Che cosa ha fatto l’Alta Corte di Delhi dire?

Il banco di Giustizia Najmi Waziri ha detto che dal 2005 emendamento aveva dato “la parità di diritti per le figlie come coparceners, c’è stato “alcun motivo per cui donne Indù dovrebbe essere negato la posizione di karta… Se un membro maschile di HUF, in virtù del suo essere il primogenito, può essere un karta, così può un membro femminile”. Il banco ha anche detto che ha sposato le figlie non può essere impedito di diventare il karta della famiglia come hanno coparcenary diritti di HUF proprietà. La corte ha anche osservato che il 174esima Relazione della Commissione di Diritto dell’India “aveva sostenuto che quando le donne sono uguali in tutti gli aspetti della vita moderna, non vi è alcuna ragione per cui essi dovrebbero essere privati del diritto e il privilegio di gestire HUF come loro karta.” Il Sujata caso è il primo caso deciso da un qualsiasi alta corte del paese, se non ci sono dati disponibili su se simili casi sono pendenti dinanzi ai tribunali.

In che modo influisce il comune di proprietà di una famiglia?

Il “joint famiglia”, come unità sociale distinto da HUF, di solito non include una figlia sposata. HUF, invece, non distingue tra sposati e non sposati coparcener, come le loro azioni in proprietà della famiglia di continuare a rimanere la stessa. L’Alta Corte ha anche osservato che “l’articolo 6 del Hindu Successione Atto di utilità sociale legislazione. Dà la parità di diritti di eredità, Induista, maschi e femmine. Il suo obiettivo è quello di riconoscere i diritti di femmina Indù come coparceners e di migliorare il loro diritto all’uguaglianza, a proposito della successione.”

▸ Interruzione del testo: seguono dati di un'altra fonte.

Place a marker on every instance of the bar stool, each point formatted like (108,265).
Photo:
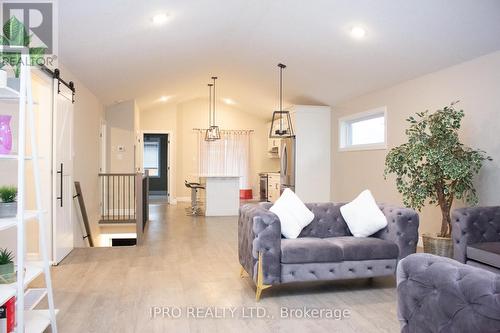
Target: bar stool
(195,209)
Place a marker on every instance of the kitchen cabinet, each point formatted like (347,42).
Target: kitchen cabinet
(273,187)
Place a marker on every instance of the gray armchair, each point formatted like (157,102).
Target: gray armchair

È questo il verdetto previsto per l’esecuzione in problemi pratici?

Sì, dice S K Gupta, professore associato di diritto presso la Facoltà di Giurisprudenza, Università di Delhi. Gupta dice che l’interpretazione della legge “ignora il contesto” in cui l’Indiano giunto in famiglia un sistema che funziona. “Mentre la legge è un benefico legislazione, problemi pratici che si presentano in relazione a dare kartaship per le donne, come le donne della maggior parte delle famiglie di imprenditori nel paese raramente partecipare alla effettiva gestione del business e di proprietà”, dice. Avvocato Anupam Shrivastava, chi esercita il diritto di famiglia nel cuore di Delhi, dice che si aspetta di più controversie. Avvocato Mala Goel, che ha rappresentato Sujata Sharma prima l’Alta Corte di Delhi, dice che la legge è molto chiara sui diritti delle donne, la società di solito nega i diritti di proprietà delle figlie appositamente per sposò figlie.